The NetarchiveSuite community now proposes to develop the usage of the WARC format working into two directions: 1) give the ability to ingest WARC files into digital preservation workflows using JHOVE2, 2) study and implement WARC in a scalable production workflow using NetarchiveSuite as an example.
Part 1: WARC files into digital preservation workflows: JHOVE2 is an open source software for format-aware characterization of digital objects. JHOVE2 enables format identification, feature extraction, validation and assessment. The JHOVE2 project is a collaborative undertaking of the California Digital Library, Portico, and Stanford University. JHOVE2 is made freely available under the terms of the BSD open source license. This part of the proposal aims at providing JHOVE2 support for the following functions in order to make it a more useful tool for web archiving.
Module for the WARC format: Characterization performed at the record level, including both record headers and blocks (Warcinfo, response, resource, request, metadata, revisit, conversion, continuation). The proposal includes a significant amout of resources for developing this module. This will leave enough time to develop both the baseline WARC-module but also do advanced functionality based on input from the IIPC community
Integration of the ARC and GZIP modules developed by BnF into the core of JHOVE2. This project is to complement and continue the effort launched in 2010 to develop modules to the JHOVE2 project and software lead by the California Digital Library. BnF, one of the stakeholders of the present proposal, has been actively involved in this project for which it has spent a dedicated budget outsourced to a private company, which is in charge of building BnF's digital repository archiving and preservation system. ATOS and BnF have developed ARC and GZIP modules to Jhove2. This development took place in cooperation with CDL and with the support of IIPC Program Officer.

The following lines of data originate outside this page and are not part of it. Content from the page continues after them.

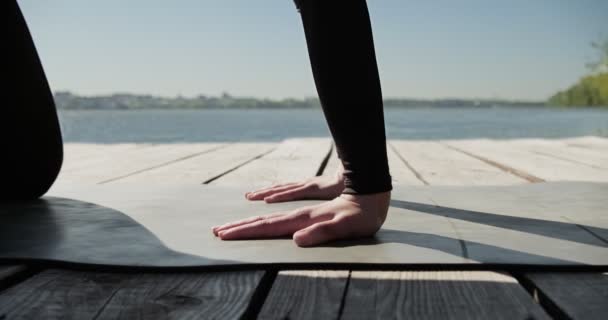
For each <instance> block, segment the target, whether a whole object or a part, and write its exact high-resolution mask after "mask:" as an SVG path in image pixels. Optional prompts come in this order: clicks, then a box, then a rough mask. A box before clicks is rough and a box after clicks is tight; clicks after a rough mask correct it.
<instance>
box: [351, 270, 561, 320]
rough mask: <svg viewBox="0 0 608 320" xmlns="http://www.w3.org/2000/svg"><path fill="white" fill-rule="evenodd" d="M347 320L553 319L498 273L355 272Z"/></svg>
mask: <svg viewBox="0 0 608 320" xmlns="http://www.w3.org/2000/svg"><path fill="white" fill-rule="evenodd" d="M342 319H508V320H512V319H549V317H548V316H547V315H546V314H545V312H544V311H543V310H542V308H540V306H538V305H537V304H535V303H534V301H533V300H532V297H530V295H528V294H527V293H526V291H525V290H524V289H523V288H522V287H521V286H520V285H519V284H518V283H517V281H516V280H515V279H514V278H512V277H510V276H508V275H504V274H500V273H495V272H483V271H473V272H470V271H469V272H465V271H463V272H461V271H445V272H435V271H433V272H426V271H415V272H409V271H405V272H399V271H395V272H355V271H353V272H352V274H351V278H350V282H349V285H348V290H347V293H346V298H345V301H344V311H343V314H342Z"/></svg>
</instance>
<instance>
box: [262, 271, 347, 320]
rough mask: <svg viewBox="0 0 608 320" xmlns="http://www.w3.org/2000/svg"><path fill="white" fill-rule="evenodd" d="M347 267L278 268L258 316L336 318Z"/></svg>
mask: <svg viewBox="0 0 608 320" xmlns="http://www.w3.org/2000/svg"><path fill="white" fill-rule="evenodd" d="M347 281H348V271H346V270H342V271H324V270H318V271H281V272H279V274H278V275H277V278H276V280H275V281H274V283H273V285H272V289H271V291H270V293H269V295H268V297H267V298H266V301H265V302H264V306H263V307H262V310H261V312H260V314H259V315H258V319H294V320H295V319H311V320H314V319H337V318H338V314H339V311H340V305H341V302H342V296H343V294H344V290H345V289H346V283H347Z"/></svg>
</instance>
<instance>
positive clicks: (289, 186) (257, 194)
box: [245, 182, 301, 200]
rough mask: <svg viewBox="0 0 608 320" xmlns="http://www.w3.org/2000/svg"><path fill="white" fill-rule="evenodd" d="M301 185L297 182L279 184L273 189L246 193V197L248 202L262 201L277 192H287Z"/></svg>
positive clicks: (257, 190)
mask: <svg viewBox="0 0 608 320" xmlns="http://www.w3.org/2000/svg"><path fill="white" fill-rule="evenodd" d="M300 185H301V184H300V183H297V182H291V183H285V184H277V185H274V186H272V187H268V188H264V189H260V190H256V191H253V192H247V193H245V197H246V198H247V199H248V200H262V199H264V198H265V197H267V196H269V195H271V194H274V193H277V192H281V191H285V190H289V189H291V188H297V187H298V186H300Z"/></svg>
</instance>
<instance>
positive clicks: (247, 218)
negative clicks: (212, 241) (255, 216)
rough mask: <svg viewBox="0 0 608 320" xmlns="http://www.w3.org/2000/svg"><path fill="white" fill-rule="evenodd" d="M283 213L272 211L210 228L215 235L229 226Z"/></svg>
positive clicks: (276, 215) (270, 216)
mask: <svg viewBox="0 0 608 320" xmlns="http://www.w3.org/2000/svg"><path fill="white" fill-rule="evenodd" d="M285 214H286V213H285V212H277V213H273V214H269V215H265V216H257V217H251V218H247V219H243V220H238V221H234V222H230V223H226V224H224V225H221V226H217V227H213V228H212V230H213V234H214V235H216V236H217V235H218V233H219V232H221V231H224V230H227V229H230V228H234V227H238V226H241V225H245V224H248V223H253V222H256V221H260V220H264V219H269V218H272V217H277V216H280V215H285Z"/></svg>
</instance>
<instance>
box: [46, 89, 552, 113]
mask: <svg viewBox="0 0 608 320" xmlns="http://www.w3.org/2000/svg"><path fill="white" fill-rule="evenodd" d="M55 104H56V105H57V107H58V108H59V109H72V110H137V109H294V108H319V107H320V103H319V100H318V99H317V98H306V99H282V100H271V99H257V98H248V97H234V96H232V95H230V94H227V93H224V94H222V95H221V96H219V97H209V96H203V95H201V96H198V97H193V98H186V97H180V96H178V97H174V98H169V97H158V96H152V95H136V94H112V95H105V96H80V95H76V94H73V93H70V92H67V91H61V92H57V93H55ZM384 105H385V106H386V107H388V108H398V107H493V106H507V107H529V106H543V105H544V103H543V102H538V101H507V100H500V99H486V100H473V99H437V100H424V99H402V98H389V99H385V100H384Z"/></svg>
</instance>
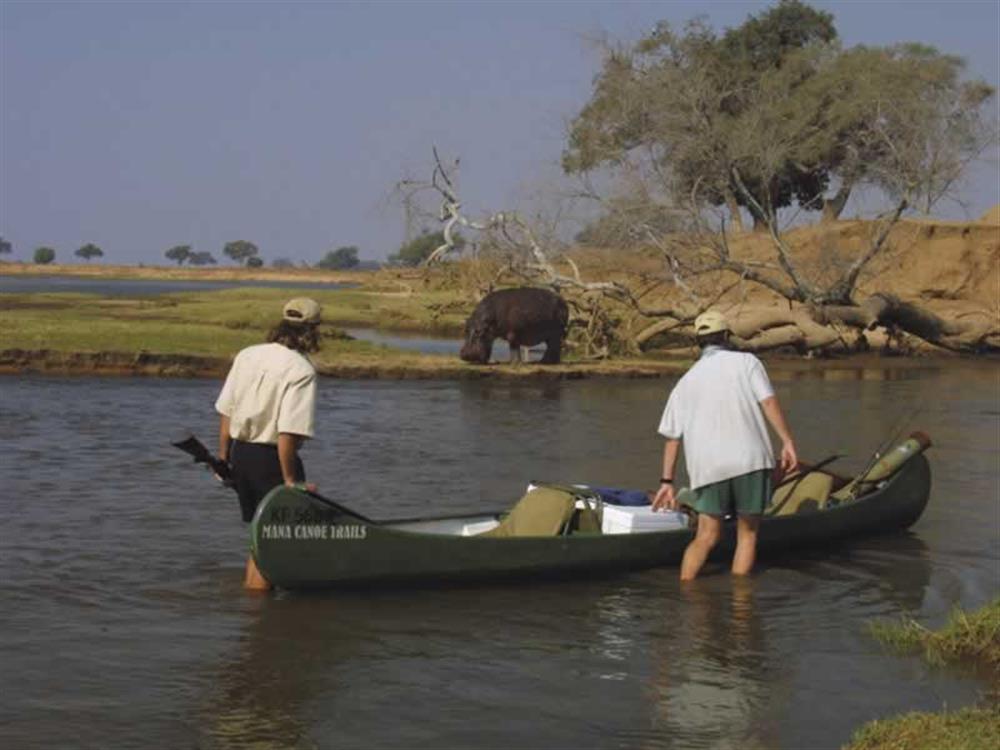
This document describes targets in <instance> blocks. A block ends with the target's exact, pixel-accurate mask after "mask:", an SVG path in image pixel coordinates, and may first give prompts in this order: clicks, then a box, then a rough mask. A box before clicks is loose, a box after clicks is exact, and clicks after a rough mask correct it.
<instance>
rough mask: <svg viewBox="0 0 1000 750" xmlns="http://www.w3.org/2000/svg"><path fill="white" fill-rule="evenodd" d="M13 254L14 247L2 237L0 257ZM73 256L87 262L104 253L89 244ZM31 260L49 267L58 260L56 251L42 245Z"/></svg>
mask: <svg viewBox="0 0 1000 750" xmlns="http://www.w3.org/2000/svg"><path fill="white" fill-rule="evenodd" d="M13 252H14V245H13V244H12V243H11V242H10V241H9V240H5V239H4V238H3V237H0V255H10V254H12V253H13ZM73 254H74V255H75V256H77V257H78V258H83V259H84V260H86V261H90V260H91V259H92V258H102V257H104V251H103V250H101V248H100V247H98V246H97V245H95V244H94V243H93V242H88V243H87V244H86V245H83V246H82V247H80V248H78V249H77V250H76V252H74V253H73ZM31 259H32V261H33V262H34V263H38V264H39V265H43V266H44V265H48V264H49V263H52V262H53V261H54V260H55V259H56V251H55V249H54V248H51V247H49V246H48V245H41V246H39V247H36V248H35V251H34V252H33V253H32V256H31Z"/></svg>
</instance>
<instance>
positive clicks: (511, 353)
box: [507, 339, 521, 365]
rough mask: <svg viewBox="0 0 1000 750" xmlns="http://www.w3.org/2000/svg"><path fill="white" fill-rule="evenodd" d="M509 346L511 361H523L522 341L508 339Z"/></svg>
mask: <svg viewBox="0 0 1000 750" xmlns="http://www.w3.org/2000/svg"><path fill="white" fill-rule="evenodd" d="M507 346H508V347H509V348H510V363H511V364H512V365H513V364H520V362H521V342H520V341H518V340H516V339H514V340H513V341H512V340H510V339H508V340H507Z"/></svg>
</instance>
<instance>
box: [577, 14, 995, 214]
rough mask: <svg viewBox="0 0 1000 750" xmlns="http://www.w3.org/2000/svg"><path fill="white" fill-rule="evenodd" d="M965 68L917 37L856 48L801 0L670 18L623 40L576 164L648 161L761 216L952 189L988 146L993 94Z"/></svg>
mask: <svg viewBox="0 0 1000 750" xmlns="http://www.w3.org/2000/svg"><path fill="white" fill-rule="evenodd" d="M962 67H963V65H962V61H961V60H960V59H959V58H956V57H953V56H947V55H941V54H940V53H938V52H937V51H936V50H933V49H931V48H928V47H923V46H918V45H902V46H898V47H891V48H884V49H878V48H862V47H859V48H854V49H850V50H846V51H845V50H842V49H841V48H840V47H839V45H838V43H837V34H836V29H835V27H834V25H833V19H832V17H831V16H830V15H829V14H827V13H823V12H820V11H817V10H814V9H812V8H810V7H809V6H808V5H806V4H804V3H802V2H799V1H798V0H783V1H782V2H780V3H779V4H778V5H776V6H774V7H772V8H771V9H769V10H767V11H765V12H764V13H762V14H760V15H758V16H755V17H751V18H750V19H748V20H747V22H746V23H744V24H743V25H742V26H740V27H737V28H735V29H731V30H729V31H727V32H725V33H724V34H722V35H721V36H720V35H718V34H716V33H715V32H714V31H713V30H712V29H709V28H708V27H706V26H705V25H704V24H701V23H698V22H695V23H692V24H689V25H688V26H687V27H685V29H684V30H683V31H682V32H676V31H674V30H673V29H671V28H670V27H669V26H668V25H666V24H661V25H659V26H657V28H656V29H655V30H654V32H653V33H652V34H651V35H649V36H648V37H646V38H644V39H642V40H640V41H639V42H638V43H637V44H635V45H633V46H630V47H627V48H623V49H619V50H614V51H612V52H611V53H609V55H608V56H607V59H606V60H605V63H604V67H603V69H602V71H601V73H600V75H599V76H598V77H597V79H596V81H595V86H594V92H593V95H592V97H591V99H590V101H589V102H588V103H587V104H586V106H585V107H584V108H583V110H582V111H581V112H580V114H579V115H578V116H577V118H576V119H575V120H574V122H573V124H572V128H571V130H570V134H569V142H568V145H567V148H566V150H565V152H564V154H563V167H564V169H565V170H566V171H567V172H570V173H577V172H586V171H589V170H593V169H595V168H598V167H610V168H612V169H613V170H616V171H618V172H620V173H622V174H624V175H626V176H628V177H630V178H634V176H635V175H636V174H637V173H640V172H641V173H642V174H644V175H645V177H646V180H647V184H646V185H645V186H644V189H645V190H646V191H647V192H655V191H657V190H658V191H660V192H661V193H664V194H671V195H673V196H675V197H676V196H694V198H695V200H697V201H699V202H704V203H707V204H709V205H715V206H719V205H722V204H725V205H726V206H727V207H728V208H729V214H730V217H731V220H732V221H733V222H735V223H737V224H739V223H740V210H741V208H744V209H746V210H747V211H749V213H750V214H751V216H752V217H753V218H754V221H755V224H756V225H757V226H760V227H762V228H764V227H773V226H774V225H775V223H776V219H777V213H778V211H779V210H780V209H781V208H783V207H786V206H790V205H793V204H798V205H799V206H801V207H802V208H805V209H808V210H818V209H821V208H823V209H824V210H825V214H826V216H827V217H829V218H834V217H836V216H837V215H839V212H840V211H841V210H843V207H844V205H845V204H846V201H847V199H848V197H849V196H850V193H851V191H852V190H853V189H854V188H855V187H856V186H857V185H859V184H871V185H875V186H877V187H879V188H881V189H882V190H883V191H885V193H887V194H888V195H890V196H894V197H896V196H899V195H900V194H901V191H903V192H909V193H911V197H912V193H914V191H915V190H919V191H921V192H922V193H923V195H924V197H927V196H931V195H932V194H937V195H940V193H941V191H942V190H943V189H946V188H947V186H949V185H950V184H951V183H952V182H953V181H954V179H955V178H956V175H957V174H958V173H960V171H961V169H962V168H963V167H964V165H965V164H966V163H967V162H968V160H969V159H970V158H972V157H973V156H974V155H975V154H977V153H978V152H979V150H980V149H981V148H982V144H983V138H982V130H983V127H982V126H983V121H984V117H983V111H982V110H983V107H982V105H983V103H984V102H985V101H986V99H988V98H989V96H990V95H991V93H992V89H991V88H990V87H989V86H987V85H986V84H984V83H983V82H981V81H972V82H965V81H963V80H962V79H961V73H962ZM931 160H934V161H935V164H933V165H932V164H930V161H931ZM918 173H919V174H918ZM930 173H934V177H933V178H932V179H931V180H930V181H928V175H929V174H930ZM649 182H653V183H657V184H654V185H653V186H652V188H651V187H650V185H649V184H648V183H649ZM831 191H832V194H831Z"/></svg>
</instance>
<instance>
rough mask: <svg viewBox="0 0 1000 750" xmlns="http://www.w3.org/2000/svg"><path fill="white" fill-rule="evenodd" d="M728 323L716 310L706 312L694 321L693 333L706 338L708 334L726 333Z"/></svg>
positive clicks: (706, 311) (727, 329)
mask: <svg viewBox="0 0 1000 750" xmlns="http://www.w3.org/2000/svg"><path fill="white" fill-rule="evenodd" d="M728 330H729V322H728V321H727V320H726V316H725V315H723V314H722V313H720V312H719V311H718V310H706V311H705V312H703V313H702V314H701V315H699V316H698V317H697V318H695V319H694V333H695V335H696V336H707V335H709V334H710V333H718V332H719V331H728Z"/></svg>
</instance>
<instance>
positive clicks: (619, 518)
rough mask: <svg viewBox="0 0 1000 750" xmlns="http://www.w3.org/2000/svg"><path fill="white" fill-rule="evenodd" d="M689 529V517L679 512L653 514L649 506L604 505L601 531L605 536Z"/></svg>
mask: <svg viewBox="0 0 1000 750" xmlns="http://www.w3.org/2000/svg"><path fill="white" fill-rule="evenodd" d="M686 528H687V515H686V514H684V513H682V512H681V511H679V510H661V511H657V512H655V513H654V512H653V509H652V508H651V507H650V506H648V505H638V506H636V505H608V504H607V503H605V505H604V520H603V521H602V522H601V531H603V532H604V533H605V534H641V533H643V532H649V531H674V530H675V529H686Z"/></svg>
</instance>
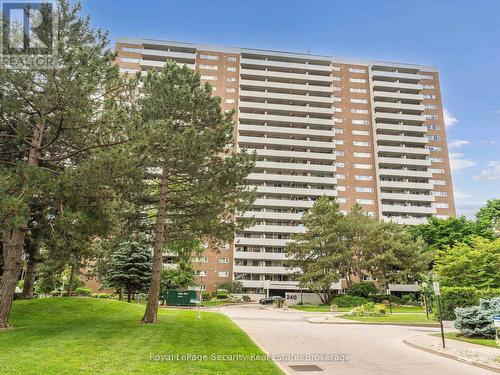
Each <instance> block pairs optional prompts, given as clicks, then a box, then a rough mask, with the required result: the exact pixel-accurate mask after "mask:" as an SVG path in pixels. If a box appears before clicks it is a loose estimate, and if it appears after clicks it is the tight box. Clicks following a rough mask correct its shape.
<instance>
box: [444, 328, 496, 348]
mask: <svg viewBox="0 0 500 375" xmlns="http://www.w3.org/2000/svg"><path fill="white" fill-rule="evenodd" d="M440 335H441V334H437V335H436V336H440ZM444 336H445V337H447V338H449V339H452V340H458V341H465V342H470V343H472V344H478V345H484V346H489V347H491V348H499V349H500V346H498V345H497V343H496V342H495V339H481V338H476V337H465V336H461V334H460V333H457V332H452V333H445V334H444Z"/></svg>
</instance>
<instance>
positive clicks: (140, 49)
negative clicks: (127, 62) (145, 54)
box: [122, 47, 142, 53]
mask: <svg viewBox="0 0 500 375" xmlns="http://www.w3.org/2000/svg"><path fill="white" fill-rule="evenodd" d="M122 51H124V52H135V53H142V48H132V47H122Z"/></svg>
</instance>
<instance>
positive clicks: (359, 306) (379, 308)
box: [347, 302, 387, 316]
mask: <svg viewBox="0 0 500 375" xmlns="http://www.w3.org/2000/svg"><path fill="white" fill-rule="evenodd" d="M386 311H387V310H386V309H385V306H384V305H381V304H374V303H373V302H368V303H365V304H364V305H361V306H358V307H355V308H354V309H352V310H351V311H349V312H348V313H347V315H350V316H385V313H386Z"/></svg>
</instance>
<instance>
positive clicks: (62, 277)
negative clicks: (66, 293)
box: [61, 275, 68, 297]
mask: <svg viewBox="0 0 500 375" xmlns="http://www.w3.org/2000/svg"><path fill="white" fill-rule="evenodd" d="M67 279H68V277H67V276H66V275H63V277H62V281H63V285H62V287H61V297H62V296H63V293H64V283H65V282H66V280H67Z"/></svg>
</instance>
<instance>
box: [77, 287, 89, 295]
mask: <svg viewBox="0 0 500 375" xmlns="http://www.w3.org/2000/svg"><path fill="white" fill-rule="evenodd" d="M91 294H92V290H91V289H90V288H76V289H75V295H76V296H82V297H90V295H91Z"/></svg>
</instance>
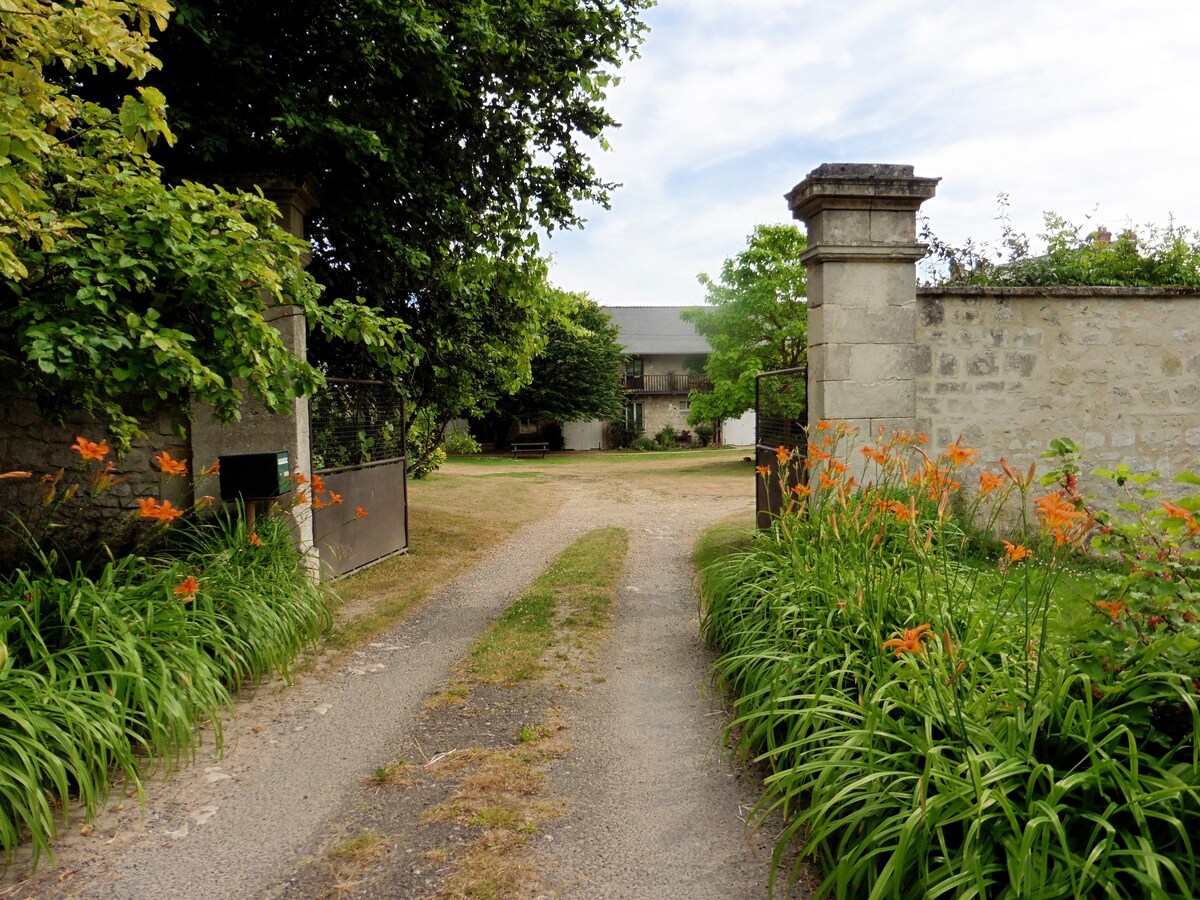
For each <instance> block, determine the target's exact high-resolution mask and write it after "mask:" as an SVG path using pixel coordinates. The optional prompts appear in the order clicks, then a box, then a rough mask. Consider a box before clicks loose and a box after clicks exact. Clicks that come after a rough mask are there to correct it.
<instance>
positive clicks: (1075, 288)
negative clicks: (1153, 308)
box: [917, 284, 1200, 299]
mask: <svg viewBox="0 0 1200 900" xmlns="http://www.w3.org/2000/svg"><path fill="white" fill-rule="evenodd" d="M917 296H918V298H922V296H995V298H1006V296H1042V298H1062V299H1072V298H1079V299H1087V298H1096V296H1129V298H1146V299H1154V298H1168V296H1178V298H1200V287H1188V286H1181V287H1153V288H1146V287H1120V286H1109V284H1044V286H1040V287H1015V286H1001V284H959V286H956V287H955V286H942V284H937V286H922V287H918V288H917Z"/></svg>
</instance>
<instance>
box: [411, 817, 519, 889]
mask: <svg viewBox="0 0 1200 900" xmlns="http://www.w3.org/2000/svg"><path fill="white" fill-rule="evenodd" d="M541 889H542V881H541V877H540V876H539V875H538V869H536V866H535V865H534V864H533V862H532V860H530V858H529V856H528V848H527V847H526V839H524V836H523V835H521V834H517V833H516V832H512V830H510V829H504V828H498V829H491V830H487V832H485V833H484V834H482V835H480V836H479V838H478V839H476V840H475V841H474V842H473V844H472V845H470V846H469V847H468V848H467V852H466V853H464V854H462V857H460V859H458V863H457V865H455V866H454V868H452V869H451V871H450V872H449V875H448V876H446V881H445V884H444V886H443V888H442V890H439V892H438V893H437V894H436V895H434V896H436V898H437V900H528V898H530V896H538V895H539V894H540V893H541Z"/></svg>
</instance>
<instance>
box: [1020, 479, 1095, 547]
mask: <svg viewBox="0 0 1200 900" xmlns="http://www.w3.org/2000/svg"><path fill="white" fill-rule="evenodd" d="M1033 505H1034V506H1036V508H1037V514H1038V518H1039V520H1040V521H1042V530H1043V532H1045V533H1046V534H1049V535H1051V536H1052V538H1054V542H1055V545H1056V546H1060V547H1061V546H1062V545H1063V544H1068V542H1070V541H1073V540H1076V539H1078V538H1081V536H1082V535H1084V534H1085V533H1086V532H1087V530H1088V529H1090V528H1091V527H1092V520H1090V518H1088V516H1087V514H1086V512H1084V511H1082V510H1080V509H1076V508H1075V504H1074V503H1072V502H1070V500H1069V499H1067V497H1066V496H1064V494H1063V492H1062V491H1055V492H1054V493H1048V494H1046V496H1045V497H1039V498H1038V499H1036V500H1034V502H1033Z"/></svg>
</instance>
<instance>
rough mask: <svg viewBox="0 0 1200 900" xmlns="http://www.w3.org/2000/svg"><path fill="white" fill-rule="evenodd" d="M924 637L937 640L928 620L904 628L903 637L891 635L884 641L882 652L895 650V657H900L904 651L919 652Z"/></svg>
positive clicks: (922, 647)
mask: <svg viewBox="0 0 1200 900" xmlns="http://www.w3.org/2000/svg"><path fill="white" fill-rule="evenodd" d="M926 637H928V638H929V640H930V641H936V640H937V638H936V637H935V636H934V634H932V631H931V625H930V624H929V623H928V622H926V623H925V624H923V625H917V628H908V629H905V632H904V637H893V638H892V640H890V641H884V642H883V652H884V653H887V652H888V650H895V654H896V659H900V656H902V655H904V654H905V653H920V652H922V650H923V644H922V641H923V640H924V638H926Z"/></svg>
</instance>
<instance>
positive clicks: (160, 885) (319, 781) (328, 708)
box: [0, 467, 770, 900]
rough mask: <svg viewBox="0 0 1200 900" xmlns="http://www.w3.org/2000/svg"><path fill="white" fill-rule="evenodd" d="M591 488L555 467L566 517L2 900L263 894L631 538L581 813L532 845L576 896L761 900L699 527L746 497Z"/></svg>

Part 2: Study and implement WARC in a scalable production workflow: the NetarchiveSuite environment The NetarchiveSuite is a complete web archiving open source software package. It gives the ability to prepare, schedule, run and monitor harvests of websites. It also enables to perform quality assurance and preserve harvested content. NetarchiveSuite is used for production purposes, developed and maintained by the NetarchiveSuite community which currently includes the State and University Library, Aarhus, Denmark, The Royal Library, Copenhagen, Denmark, the National Library of France and the National Library of Austria. The community hopes to extend to new partners in the future. This part of the proposal aims at:
- studying the implementation of the WARC format into the Heritrix web crawler in the light of the WARC standard and IIPC WARC implementation guidelines written by the WARC Usage task force,
- as the format may be revised within the ISO in May 2012, gathering possible fixes or evolutions needed by IIPC members and updating the guidelines if necessary (BnF, as convenor of the ad hoc standardization group at ISO and co-lead of the PWG, could help with this),
- studying and documenting the impact of WARC in harvesting and post-harvesting processes (such as indexing and feeding metadata into a curator tool), which would benefit all local curator tools,
- implementing WARC into NetarchiveSuite, while keeping ARC compatibility alive, - delivering a report based on the experience of the 3 partner institutions.